LRTI, RISC score, Scoring model, Diagnostic criteria for pneumonia


Background: Acute lower respiratory tract infection (LRTI) is the single largest cause of death in children in most developing countries. It can be prevented by simple interventions and treated with low-cost medication and care. Hence we undertook this study with the aim to assess the severity of LRTI in children using the respiratory index of severity in children (RISC) scoring system and to evaluate the prognosis of these children using this scoring model and to evaluate which are the risk factors that consistently predict mortality and morbidity in LRTI in young children.

Methods: It was a prospective observational study which included 104 children aged 1 month-6 years presenting with LRTI. Data was collected using a pre-coded proforma and analysed using R 2.6.2 (2008-02-08) and Microsoft excel.
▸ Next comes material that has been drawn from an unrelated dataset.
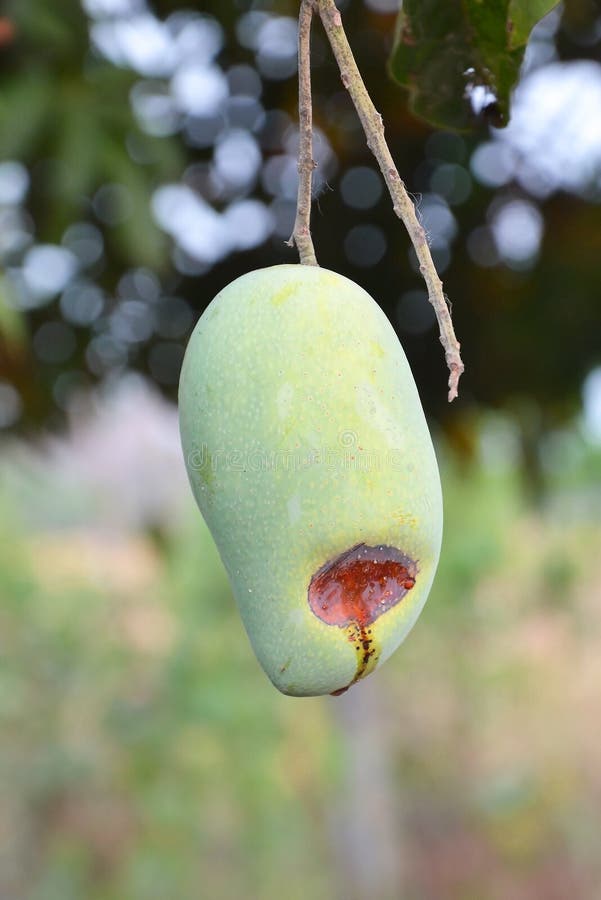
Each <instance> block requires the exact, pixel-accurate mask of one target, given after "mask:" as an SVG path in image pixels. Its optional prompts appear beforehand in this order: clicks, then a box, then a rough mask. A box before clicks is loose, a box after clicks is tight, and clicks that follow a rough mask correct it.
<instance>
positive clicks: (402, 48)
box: [390, 0, 557, 130]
Results: The risk factors for adverse outcome in children with LRTI were age <6 months, refusal of feeds, hypoxemia (SpO2 <90% in room air), and positive chest X-ray findings for prolonged hospitalization, age <6 months for need for assisted ventilation. 62.79% of children with a RISC score of ≤0, were managed as outpatients and all children with a RISC score of ≥3 required hospitalization, of which, 88.89% required prolonged hospitalization and 19.4% required ventilation.

Conclusions: A high RISC score (≥3) can determine poor outcome in children with LRTI with high specificity and sensitivity. This study may be used to limit hospital referrals to those most in need, especially in resource limited regions, thereby improving the number of children receiving appropriate treatment.